For me, the most amusing feature of LA is how quickly results and tools escalate from trivial and obvious to surprising and hard. LA is often introduced as slick notation to express systems of linear equations. Gaussian elimination and matrix inverses (when they exist) are natural evolutions of this, but not what I consider surprising.
Matrix multiplication is an elementary next step, but it is not at all clear why one would multiply matrices. My first real mathematical surprise (I was in jr high at the time) is a result of matrix multiplication: there is a matrix A of real values that satisfies A @ A = -I. (The matrix is [[0,1],[-1,0]]). I was aware of complex numbers, but until that moment, I didn't know you could get "minus identity" without first artificially introducing the idea of "square root of -1". But this shows one can construct "square root of -1" without introducing anything like that.
When one gets to determinants, characteristic polynomials, eigenstructure, fixed subspaces, projection operators, SVD, orthogonal transformations, and so-on, the work really begins. That determinants are multiplicative is really wonderful, but not at all obvious. SVD in full generality was only shown in 1936 and modern algorithms emerged in the 1950's to compute it [1].
Finally, check out the LDU decomposition of the Walsh matrix [2].
[1] https://en.wikipedia.org/wiki/Singular_value_decomposition#H...
I disagree. Matrix multiplication is the composition of linear maps. AB is the transformation you get by applying B, then applying A to the result of that. Furthermore this provides a great intuition for why matrix multiplication is not, in general, commutative. If your professor didn't make this clear when you learned the definition of matrix multiplication, then they didn't do a great job.
>That determinants are multiplicative is really wonderful, but not at all obvious
Again, I think it is kind of obvious. The determinant of a map measures the degree to which it alters the area/volume/measure of the unit cube. So if A doubles it and B triples it, then BA should scale it by a factor of 6, since matrix multiplication is the composition of maps, and you're tripling the size of something that was already doubled.

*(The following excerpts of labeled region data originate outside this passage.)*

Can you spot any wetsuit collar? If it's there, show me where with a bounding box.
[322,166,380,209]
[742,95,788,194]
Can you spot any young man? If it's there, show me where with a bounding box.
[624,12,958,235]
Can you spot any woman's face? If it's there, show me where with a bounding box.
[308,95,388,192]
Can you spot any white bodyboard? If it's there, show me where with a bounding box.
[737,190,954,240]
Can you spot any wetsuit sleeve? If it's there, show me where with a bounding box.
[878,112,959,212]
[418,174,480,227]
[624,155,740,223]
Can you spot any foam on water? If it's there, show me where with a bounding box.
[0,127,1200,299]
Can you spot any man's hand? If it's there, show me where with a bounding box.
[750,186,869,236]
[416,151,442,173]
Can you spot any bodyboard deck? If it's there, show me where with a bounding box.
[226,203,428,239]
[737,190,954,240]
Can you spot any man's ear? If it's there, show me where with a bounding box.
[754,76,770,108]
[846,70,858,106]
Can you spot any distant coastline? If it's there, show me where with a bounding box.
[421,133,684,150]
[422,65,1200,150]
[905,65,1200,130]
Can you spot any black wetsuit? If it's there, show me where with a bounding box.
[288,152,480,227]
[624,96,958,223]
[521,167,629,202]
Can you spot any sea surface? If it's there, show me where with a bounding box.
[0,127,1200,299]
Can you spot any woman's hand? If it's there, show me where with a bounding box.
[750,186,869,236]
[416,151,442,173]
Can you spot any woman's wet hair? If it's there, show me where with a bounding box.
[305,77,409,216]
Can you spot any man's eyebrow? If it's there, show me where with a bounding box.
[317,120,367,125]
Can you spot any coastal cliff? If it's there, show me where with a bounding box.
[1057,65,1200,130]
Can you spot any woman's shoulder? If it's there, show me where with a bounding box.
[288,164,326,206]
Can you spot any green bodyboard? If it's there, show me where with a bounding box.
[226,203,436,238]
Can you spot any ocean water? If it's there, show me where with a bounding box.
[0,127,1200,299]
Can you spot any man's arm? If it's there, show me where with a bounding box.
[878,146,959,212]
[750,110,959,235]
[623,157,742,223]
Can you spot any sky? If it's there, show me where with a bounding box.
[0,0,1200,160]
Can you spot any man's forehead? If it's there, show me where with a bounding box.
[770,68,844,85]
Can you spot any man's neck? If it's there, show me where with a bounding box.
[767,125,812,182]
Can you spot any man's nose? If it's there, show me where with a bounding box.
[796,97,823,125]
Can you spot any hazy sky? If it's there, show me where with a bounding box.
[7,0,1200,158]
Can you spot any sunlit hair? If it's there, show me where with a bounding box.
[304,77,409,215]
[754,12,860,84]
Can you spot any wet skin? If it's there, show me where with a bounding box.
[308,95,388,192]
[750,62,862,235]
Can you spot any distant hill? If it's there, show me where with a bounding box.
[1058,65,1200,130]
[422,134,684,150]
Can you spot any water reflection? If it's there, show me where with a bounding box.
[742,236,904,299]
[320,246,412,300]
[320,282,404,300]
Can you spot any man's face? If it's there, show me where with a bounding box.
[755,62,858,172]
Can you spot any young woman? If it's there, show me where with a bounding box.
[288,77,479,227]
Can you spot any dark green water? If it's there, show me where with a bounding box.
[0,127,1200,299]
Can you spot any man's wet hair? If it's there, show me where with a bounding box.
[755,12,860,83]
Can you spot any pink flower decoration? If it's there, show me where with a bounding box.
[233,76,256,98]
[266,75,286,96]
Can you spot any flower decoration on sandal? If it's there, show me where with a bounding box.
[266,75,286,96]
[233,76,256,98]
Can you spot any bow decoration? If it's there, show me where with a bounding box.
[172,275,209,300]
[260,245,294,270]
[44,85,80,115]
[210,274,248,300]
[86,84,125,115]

This is why in a first course on linear algebra, it's more important to get the intuition and logical structure down than learn advanced matrix decompositions. Now your complex number example is a little less obvious. I actually think using the 2x2 matrix representation of complex numbers is the best way to introduce them because it sidesteps the part where you take roots of negative numbers, which is the most conceptually problematic part for many people and usually requires some kind of handwave.
This is an insight due to Cayley (see @ogogmad's comment, [1], and [2]).
> If your professor...
My professor provided historical context.
[1] https://abel.math.harvard.edu/~knill/history/matrix/index.ht...
[2] https://ia802808.us.archive.org/0/items/philtrans05474612/05...
Note: this quote originates from some early publications by amateur mathematician Randy Newman.
Arbitrary functions which take in vectors and output vectors can be very complex and thus difficult to reason about. A useful simplifying assumption is that of linearity: that f applied to a linear combination is just a linear combination of f applied to each piece of the combination separately. Linear algebra, broadly speaking, is the study of functions of this kind and the properties that emerge from making the linearity assumption.
It turns out that, if we assume a function f is linear, all of the information about that function is contained in what it does to a set of basis vectors. We can in essence "encode" the function by a table of numbers (a matrix), where the kth column contains the result of f applied to the kth basis vector. In this way, given a basis, any linear transformation f has a matrix A which compactly represents it.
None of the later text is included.